Двести лет назад такие открытия в Англии делались ежедневно. И ежедневно находились тысячи мечтательных людей, которые на последние пенсы покупали акции деревянного железа, рыбного порошка и растущего жемчуга.
И, право, это не так смешно, как кажется.
Здесь мечта, даль, голубое небо, здесь романтика и умилительное какое-то прекраснодушие. Подумайте только. Сидит какой-нибудь Гопкинс где-нибудь в Уайтчепеле и в шкатулке хранит ненужные и смешные бумаги, и ночью с оглядкой, с восторгом, с мечтой пробирается к ним и в который раз перечитывает на них готическую красивую надпись:
И верит: где-то там, — ну, в Африке — есть умные и бодрые люди, которые работают день и ночь над мыльными пузырями, чтобы привезти ему, Гопкинсу, тяжелые золотые слитки.
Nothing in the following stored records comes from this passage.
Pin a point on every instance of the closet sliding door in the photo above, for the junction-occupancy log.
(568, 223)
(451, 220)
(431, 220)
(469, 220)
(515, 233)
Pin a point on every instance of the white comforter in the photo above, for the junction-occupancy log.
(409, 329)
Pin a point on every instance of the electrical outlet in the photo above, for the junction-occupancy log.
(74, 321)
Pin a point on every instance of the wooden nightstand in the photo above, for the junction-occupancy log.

Тут воображение, тут вера, тут невидимое аки видимое, тут самое фантастическое души человеческой.
«Я богат: у меня двадцать мыльных акций», — думает Гопкинс.
И Гопкинсу — это главное! — уже теперь заранее завидуют, Гопкинсу уже теперь заранее кланяются, его чтут, им гордятся — ибо и все кругом мечтают и все верят в мыльные пузыри.
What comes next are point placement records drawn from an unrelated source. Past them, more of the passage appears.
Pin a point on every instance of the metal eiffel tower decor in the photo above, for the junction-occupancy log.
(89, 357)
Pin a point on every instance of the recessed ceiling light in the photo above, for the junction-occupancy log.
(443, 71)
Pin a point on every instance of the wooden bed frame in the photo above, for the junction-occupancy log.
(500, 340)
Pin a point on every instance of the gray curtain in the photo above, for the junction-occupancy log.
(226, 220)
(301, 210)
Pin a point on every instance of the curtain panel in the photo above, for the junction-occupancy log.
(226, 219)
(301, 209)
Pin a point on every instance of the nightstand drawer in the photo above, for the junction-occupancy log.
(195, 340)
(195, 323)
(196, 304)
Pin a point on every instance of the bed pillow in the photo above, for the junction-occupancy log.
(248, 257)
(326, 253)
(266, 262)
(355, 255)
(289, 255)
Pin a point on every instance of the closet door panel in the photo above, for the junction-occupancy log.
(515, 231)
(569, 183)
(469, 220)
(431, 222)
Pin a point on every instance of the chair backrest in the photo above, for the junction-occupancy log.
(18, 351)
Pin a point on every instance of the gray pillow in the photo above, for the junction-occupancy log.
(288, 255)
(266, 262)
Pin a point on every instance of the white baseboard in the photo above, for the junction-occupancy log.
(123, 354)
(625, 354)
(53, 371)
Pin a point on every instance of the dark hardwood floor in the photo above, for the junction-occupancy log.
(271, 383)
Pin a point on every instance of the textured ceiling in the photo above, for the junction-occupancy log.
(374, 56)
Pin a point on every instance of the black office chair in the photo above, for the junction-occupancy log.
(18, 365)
А потом — потом смешные бумаги оказываются только смешными бумагами, мыльные пузыри лопаются, как и всякие пузыри, и — пожалейте Гопкинса — вот он рвет на голове парик, вот он нищий, и все люди смеются над ним. Не смейтесь над Гопкинсом: это грешно.
Ах, гг. Кипен, Лукьянов, Телешов, Чириков, Гусев-Оренбургский, Эрастов! Как хорошо было прежде!
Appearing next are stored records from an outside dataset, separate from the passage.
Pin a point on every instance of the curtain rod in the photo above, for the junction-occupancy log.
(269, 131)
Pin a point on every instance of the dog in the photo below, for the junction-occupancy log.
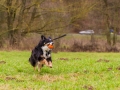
(41, 54)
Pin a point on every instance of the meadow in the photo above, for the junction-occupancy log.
(71, 71)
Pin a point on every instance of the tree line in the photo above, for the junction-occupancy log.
(20, 17)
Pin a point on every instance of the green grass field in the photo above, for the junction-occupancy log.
(71, 71)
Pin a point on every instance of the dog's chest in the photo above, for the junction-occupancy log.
(46, 54)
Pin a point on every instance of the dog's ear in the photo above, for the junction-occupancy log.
(43, 37)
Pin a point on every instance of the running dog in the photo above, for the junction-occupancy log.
(41, 54)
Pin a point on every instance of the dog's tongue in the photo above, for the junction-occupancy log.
(51, 46)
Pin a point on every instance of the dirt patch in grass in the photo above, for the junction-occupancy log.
(49, 78)
(103, 60)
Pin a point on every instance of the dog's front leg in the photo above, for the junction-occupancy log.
(39, 66)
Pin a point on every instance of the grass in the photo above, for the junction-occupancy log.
(71, 71)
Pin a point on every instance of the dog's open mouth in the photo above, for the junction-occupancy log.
(49, 64)
(50, 46)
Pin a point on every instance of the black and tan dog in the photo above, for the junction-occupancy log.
(41, 54)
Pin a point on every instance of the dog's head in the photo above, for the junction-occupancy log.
(47, 43)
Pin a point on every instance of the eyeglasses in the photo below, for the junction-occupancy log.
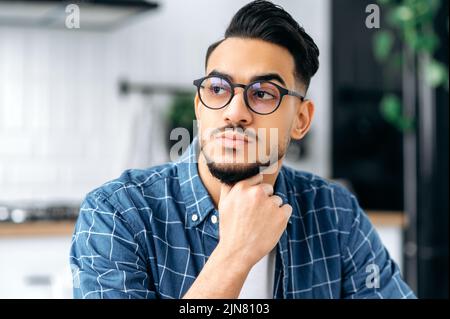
(262, 97)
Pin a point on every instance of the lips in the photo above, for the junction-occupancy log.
(232, 139)
(233, 136)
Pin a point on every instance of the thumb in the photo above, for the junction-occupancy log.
(224, 190)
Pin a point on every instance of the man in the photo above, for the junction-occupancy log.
(227, 220)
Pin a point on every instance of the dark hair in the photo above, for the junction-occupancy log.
(269, 22)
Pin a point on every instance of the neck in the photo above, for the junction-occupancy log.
(212, 184)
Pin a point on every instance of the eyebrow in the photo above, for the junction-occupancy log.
(259, 77)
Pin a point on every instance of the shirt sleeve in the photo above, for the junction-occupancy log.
(368, 270)
(105, 258)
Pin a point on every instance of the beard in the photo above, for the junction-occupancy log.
(231, 173)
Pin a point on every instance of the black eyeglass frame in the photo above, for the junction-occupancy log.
(283, 91)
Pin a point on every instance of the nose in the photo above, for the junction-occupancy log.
(237, 112)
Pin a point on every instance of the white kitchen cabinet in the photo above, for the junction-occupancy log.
(35, 267)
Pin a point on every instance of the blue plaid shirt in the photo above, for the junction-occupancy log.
(149, 233)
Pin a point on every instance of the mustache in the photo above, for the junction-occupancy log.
(249, 133)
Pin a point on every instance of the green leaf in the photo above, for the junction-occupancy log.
(436, 73)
Русский читатель так красиво поверил в деревянное железо и в мыльное золото, он так наивно прильнул к своей заповедной шкатулке, где сберегались дорогие бумаги со сладкой, манящей надписью:
«Акция на Максима Горького».
Он так легковерен, он так мечтателен — этот русский читатель, возникший только вчера.
Максим Горький — это было прекрасное предприятие. Это был номинальный капитал, о реализации которого никто и не задумывался. И какой могучий торговый дом — было товарищество «Знание», взявшееся за эксплуатацию этого капитала.
Оно десятки лет могло совершать операции в кредит, не боясь, что придет некто недоверчивый и скажет:
— Позвольте получить полновесной монетой.
Ах, это было широкое и размашистое дело.
Ты Эрастов? Твоя цена грош на литературной бирже? Ничего! Завтра мы сыграем на повышение, мы взмылим тебя, мы пустим на подмогу Андреева, Горького, Бальмонта, мы нажмем все биржевые пружины — и вот за тебя дают баснословную цену, вот уже спрос на тебя вырос до небывалых размеров, к тебе тянутся жадные руки маклеров, — и пускай потом, когда наступит крах, платится бедный, обманутый Гопкинс, пусть он царапает стену и рвет парик, пусть он, владелец десятка Эрастовых, за которых теперь не дают ничего, погрузится в скучную пыльную духовную нищету, — дело сделано, можно приниматься за Гусева-Оренбургского, за Кипена, за Сулержицкого, за Лукьянова, за Зиновия Пэ[133]
. Мы сдадим миллионам русских читателей все, что есть пресного, темного, вялого в русской литературе, ибо мы завладели духовной биржей, ибо у нас есть свои «быки», свои «медведи», ибо всегда можем мы пустить в ход свою «манишку», — мы можем все, все, все.